Por: Janderson Torres


"Eu rogo por eles; não rogo pelo mundo, mas por aqueles que me deste, porque são teus." João 17:9


Dentre vários textos usados pelos calvinistas para defender uma redenção particular e exclusiva dos eleitos, esse texto é um dos mais mal empregados por tais. Admira-me o fato de os calvinistas serem conhecidos por uma boa teologia e serem dedicados na exegese bíblica, carregarem o lema “SOLA ESCRIPTURA” consigo, e ainda assim, fazerem uma completa eisegese desta passagem.

Segundo as regras de interpretação bíblica, esse texto NUNCA poderia ser usado para tecer algum comentário sobre EXPIAÇÃO. Não há nada, nem neste texto, nem no contexto do capítulo, que nos indique que Jesus está tratando sobre os benefícios e o alvo de sua morte vicária. O que de fato esse texto está tratando? 

Acho que qualquer leitor bíblico (sem os óculos calvinistas) traria o real sentido desta passagem numa leitura breve, onde a chave para o entendimento estaria logo no início da frase: “Eu rogo...”. Está bem claro qual é o tema desta passagem, a saber – A ORAÇÃO de Jesus em favor dos seus escolhidos – veja bem: A ORAÇÃO e não A EXPIAÇÃO de Jesus pelos seus escolhidos.
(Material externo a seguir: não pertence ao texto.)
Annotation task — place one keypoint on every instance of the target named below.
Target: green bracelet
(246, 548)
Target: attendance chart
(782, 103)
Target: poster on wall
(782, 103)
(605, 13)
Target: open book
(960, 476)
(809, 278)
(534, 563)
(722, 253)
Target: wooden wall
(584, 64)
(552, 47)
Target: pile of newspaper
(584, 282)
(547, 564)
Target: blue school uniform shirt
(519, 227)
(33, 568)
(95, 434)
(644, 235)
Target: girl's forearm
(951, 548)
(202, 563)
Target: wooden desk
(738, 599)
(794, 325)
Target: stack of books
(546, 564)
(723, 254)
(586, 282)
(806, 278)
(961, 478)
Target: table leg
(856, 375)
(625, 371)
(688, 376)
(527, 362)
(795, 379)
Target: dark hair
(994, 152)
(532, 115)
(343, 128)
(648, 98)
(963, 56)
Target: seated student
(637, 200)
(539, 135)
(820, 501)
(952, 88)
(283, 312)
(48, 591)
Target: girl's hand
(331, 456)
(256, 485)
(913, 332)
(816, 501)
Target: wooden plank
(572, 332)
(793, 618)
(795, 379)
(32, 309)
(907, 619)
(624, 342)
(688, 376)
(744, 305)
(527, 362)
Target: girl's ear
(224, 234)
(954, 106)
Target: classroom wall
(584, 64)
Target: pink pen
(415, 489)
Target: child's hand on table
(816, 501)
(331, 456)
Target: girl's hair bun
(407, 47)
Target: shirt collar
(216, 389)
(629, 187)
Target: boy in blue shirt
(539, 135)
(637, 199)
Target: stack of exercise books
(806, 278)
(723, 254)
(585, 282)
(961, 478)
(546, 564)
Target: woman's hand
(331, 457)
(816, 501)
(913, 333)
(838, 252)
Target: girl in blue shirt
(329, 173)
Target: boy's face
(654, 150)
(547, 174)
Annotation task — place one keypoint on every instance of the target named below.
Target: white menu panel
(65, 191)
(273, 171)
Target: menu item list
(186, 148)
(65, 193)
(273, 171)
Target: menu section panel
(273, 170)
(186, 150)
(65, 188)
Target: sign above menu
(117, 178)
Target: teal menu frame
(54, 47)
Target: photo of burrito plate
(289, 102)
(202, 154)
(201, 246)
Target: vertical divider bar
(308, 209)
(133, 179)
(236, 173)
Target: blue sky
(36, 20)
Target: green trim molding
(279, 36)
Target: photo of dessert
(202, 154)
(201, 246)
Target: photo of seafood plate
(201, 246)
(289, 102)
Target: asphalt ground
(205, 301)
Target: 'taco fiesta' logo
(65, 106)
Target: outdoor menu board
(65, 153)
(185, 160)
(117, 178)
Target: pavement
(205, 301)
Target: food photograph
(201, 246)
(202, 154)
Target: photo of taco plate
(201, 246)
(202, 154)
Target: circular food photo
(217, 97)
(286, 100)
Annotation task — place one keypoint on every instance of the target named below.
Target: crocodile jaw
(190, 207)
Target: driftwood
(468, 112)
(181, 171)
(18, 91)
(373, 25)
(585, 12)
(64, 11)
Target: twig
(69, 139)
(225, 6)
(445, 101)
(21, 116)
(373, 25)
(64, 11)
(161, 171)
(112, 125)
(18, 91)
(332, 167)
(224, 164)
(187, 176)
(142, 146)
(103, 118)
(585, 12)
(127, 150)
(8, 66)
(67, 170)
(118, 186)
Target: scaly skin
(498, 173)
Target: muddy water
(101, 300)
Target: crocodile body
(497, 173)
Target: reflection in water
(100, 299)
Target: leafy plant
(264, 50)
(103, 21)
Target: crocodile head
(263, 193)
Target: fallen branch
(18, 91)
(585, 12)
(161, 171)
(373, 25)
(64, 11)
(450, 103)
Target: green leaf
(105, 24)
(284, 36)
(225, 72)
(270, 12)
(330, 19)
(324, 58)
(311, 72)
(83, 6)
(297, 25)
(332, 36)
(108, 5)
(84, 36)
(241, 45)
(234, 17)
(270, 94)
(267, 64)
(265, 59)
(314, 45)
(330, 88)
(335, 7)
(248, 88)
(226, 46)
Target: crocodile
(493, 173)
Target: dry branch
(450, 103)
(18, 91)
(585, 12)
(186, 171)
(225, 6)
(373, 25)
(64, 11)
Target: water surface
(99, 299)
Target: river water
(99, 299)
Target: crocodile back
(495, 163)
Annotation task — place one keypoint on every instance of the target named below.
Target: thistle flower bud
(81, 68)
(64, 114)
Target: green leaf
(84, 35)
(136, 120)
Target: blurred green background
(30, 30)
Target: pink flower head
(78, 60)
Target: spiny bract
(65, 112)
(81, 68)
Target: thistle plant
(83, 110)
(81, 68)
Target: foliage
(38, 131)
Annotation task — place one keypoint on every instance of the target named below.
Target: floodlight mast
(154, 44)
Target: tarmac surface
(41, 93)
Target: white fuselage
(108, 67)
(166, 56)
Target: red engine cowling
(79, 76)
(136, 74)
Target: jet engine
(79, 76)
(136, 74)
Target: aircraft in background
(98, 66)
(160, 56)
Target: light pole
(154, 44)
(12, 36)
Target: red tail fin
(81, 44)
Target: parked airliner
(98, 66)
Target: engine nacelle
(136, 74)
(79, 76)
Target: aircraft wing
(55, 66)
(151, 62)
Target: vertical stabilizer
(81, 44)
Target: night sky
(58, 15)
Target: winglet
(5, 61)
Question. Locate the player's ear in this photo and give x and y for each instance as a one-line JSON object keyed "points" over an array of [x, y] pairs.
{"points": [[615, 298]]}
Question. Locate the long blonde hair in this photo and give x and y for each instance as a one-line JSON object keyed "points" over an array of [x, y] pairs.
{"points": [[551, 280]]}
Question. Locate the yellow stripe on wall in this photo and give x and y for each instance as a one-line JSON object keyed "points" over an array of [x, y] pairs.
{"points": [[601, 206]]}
Até agora não sei como, por conta desta oração, alguém poderia chegar à conclusão que Jesus morreu APENAS pelos eleitos. Talvez aos que se propõem a fazer esse link, faça uma verdadeira cambalhota exegética. Mas, digamos que essa afirmativa seja verdadeira, que o simples fato de Jesus ter orado pelos eleitos, concluamos que a sua morte foi em favor apenas destes. Então temos uma regra simples: Todos aqueles em que foram alvo das orações de Jesus são os beneficiários da sua morte. O que os Calvinistas não percebem é que Jesus também orou pelos NÃO ELEITOS. Ainda agonizando o sofrimento da cruz, Jesus diz: “Pai, perdoa-lhes, porque não sabem o que fazem.” Lucas 23:34a. A pergunta que fica é: quem era o alvo desta oração de Jesus? A resposta óbvia é que o alvo desta oração eram aqueles que crucificaram injustamente a Cristo. Lembrando-se da regra que mencionei logo acima, que todos aqueles em que foram alvo das orações de Jesus são os beneficiários da sua morte, nesta perspectiva temos duas alternativas: 1- Os que participaram direta ou indiretamente da injusta crucificação de Jesus eram eleitos também. 2- A morte de Jesus, por conta desta oração, foi também em favor dos NÃO ELEITOS.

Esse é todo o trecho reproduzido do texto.